- Vista Loop Trial in Friedrich Wilderness Park
- Interactive map of Friedrich Wilderness Park
- Type: Public City Park
- Location: San Antonio, TX
- Coordinates: 29°38′24″N 98°37′31″W﻿ / ﻿29.64°N 98.6254°W
- Area: 633 acres (2.56 km^{2})
- Created: August 31, 1978
- Operator: City of San Antonio Department of Parks and Recreation
- Open: Every day (except Christmas & New Year's)
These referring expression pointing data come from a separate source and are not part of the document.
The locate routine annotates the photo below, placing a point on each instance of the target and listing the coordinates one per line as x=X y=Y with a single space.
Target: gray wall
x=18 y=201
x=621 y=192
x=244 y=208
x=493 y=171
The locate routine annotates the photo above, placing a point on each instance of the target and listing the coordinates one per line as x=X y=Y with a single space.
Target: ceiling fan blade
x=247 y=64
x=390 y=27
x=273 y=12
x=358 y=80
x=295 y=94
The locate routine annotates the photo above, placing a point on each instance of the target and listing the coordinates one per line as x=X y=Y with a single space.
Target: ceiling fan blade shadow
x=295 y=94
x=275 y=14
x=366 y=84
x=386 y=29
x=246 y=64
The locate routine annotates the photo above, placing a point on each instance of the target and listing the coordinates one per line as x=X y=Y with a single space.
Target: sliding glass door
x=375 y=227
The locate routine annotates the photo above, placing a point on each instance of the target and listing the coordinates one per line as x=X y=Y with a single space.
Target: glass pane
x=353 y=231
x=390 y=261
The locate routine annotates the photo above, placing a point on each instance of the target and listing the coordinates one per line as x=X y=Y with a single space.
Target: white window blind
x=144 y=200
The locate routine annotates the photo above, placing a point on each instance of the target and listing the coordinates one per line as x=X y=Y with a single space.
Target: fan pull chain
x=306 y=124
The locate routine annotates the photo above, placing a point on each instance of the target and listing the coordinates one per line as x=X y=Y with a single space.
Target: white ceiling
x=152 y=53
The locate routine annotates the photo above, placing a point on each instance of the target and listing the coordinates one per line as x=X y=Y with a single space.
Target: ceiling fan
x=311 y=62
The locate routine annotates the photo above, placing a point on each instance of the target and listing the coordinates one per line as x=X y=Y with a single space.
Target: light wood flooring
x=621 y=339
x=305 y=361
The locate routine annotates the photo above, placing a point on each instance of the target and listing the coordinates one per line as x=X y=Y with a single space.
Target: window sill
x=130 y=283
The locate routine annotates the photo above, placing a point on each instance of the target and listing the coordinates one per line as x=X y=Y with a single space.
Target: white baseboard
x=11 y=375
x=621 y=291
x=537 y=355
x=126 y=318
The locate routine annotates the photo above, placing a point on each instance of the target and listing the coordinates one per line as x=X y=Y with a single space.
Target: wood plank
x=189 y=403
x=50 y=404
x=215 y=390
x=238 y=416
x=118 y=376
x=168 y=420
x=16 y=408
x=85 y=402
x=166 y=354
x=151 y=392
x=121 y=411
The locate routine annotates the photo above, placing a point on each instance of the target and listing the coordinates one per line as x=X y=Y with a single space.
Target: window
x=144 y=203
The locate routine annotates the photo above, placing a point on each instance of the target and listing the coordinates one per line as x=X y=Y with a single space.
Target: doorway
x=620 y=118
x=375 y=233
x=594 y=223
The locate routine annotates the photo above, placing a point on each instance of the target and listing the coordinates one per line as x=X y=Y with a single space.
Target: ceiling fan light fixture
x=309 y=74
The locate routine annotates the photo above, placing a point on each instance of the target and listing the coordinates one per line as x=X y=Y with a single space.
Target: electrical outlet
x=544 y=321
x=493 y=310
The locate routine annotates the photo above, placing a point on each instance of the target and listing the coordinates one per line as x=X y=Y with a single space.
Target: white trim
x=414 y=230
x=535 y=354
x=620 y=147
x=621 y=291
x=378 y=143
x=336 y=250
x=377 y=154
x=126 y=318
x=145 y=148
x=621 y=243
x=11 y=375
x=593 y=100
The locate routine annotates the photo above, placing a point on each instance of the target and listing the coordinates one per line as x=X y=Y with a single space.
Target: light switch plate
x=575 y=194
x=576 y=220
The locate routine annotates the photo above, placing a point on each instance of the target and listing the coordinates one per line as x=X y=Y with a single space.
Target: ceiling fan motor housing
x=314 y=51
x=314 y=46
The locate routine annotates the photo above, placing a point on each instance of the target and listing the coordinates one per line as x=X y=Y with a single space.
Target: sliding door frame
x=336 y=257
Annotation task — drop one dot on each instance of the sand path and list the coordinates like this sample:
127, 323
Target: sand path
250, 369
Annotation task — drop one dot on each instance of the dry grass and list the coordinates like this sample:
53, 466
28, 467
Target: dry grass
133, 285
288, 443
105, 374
= Friedrich Wilderness Park =

Park in Texas, United States

Friedrich Wilderness Park lies at the southern end of the Texas Hill Country. The park is hilly due to its location on the Balcones escarpment that separates the Texas Hill Country from the flat South Texas region.

==History==
Norma Friedrich Ward donated 180 acre of land to San Antonio, Texas, for use as a public park. Additional land was donated by Wilbur Matthews and Glen Martin. The park was developed with monies from Ms Ward and a grant from the Texas Parks and Wildlife Department. The park opened in 1978.

== Notable features ==
===Endangered bird===
One endangered bird, the golden-cheeked warbler spends summer in the park.

===Topography===

Fall colors of Friedrich Wilderness Park. Black Hill (Government Canyon State Natural Area) is on the horizon.

The park is in the transition zone between the flat South Texas region and the Texas Hill Country. The parking lot is at 1140 ft elevation above sea level and 500 ft above the San Antonio River in Downtown San Antonio.

The highest hill in the park is 285 ft higher (1425 feet above sea level). The skyscrapers of Downtown San Antonio can be seen from the highest points in the park.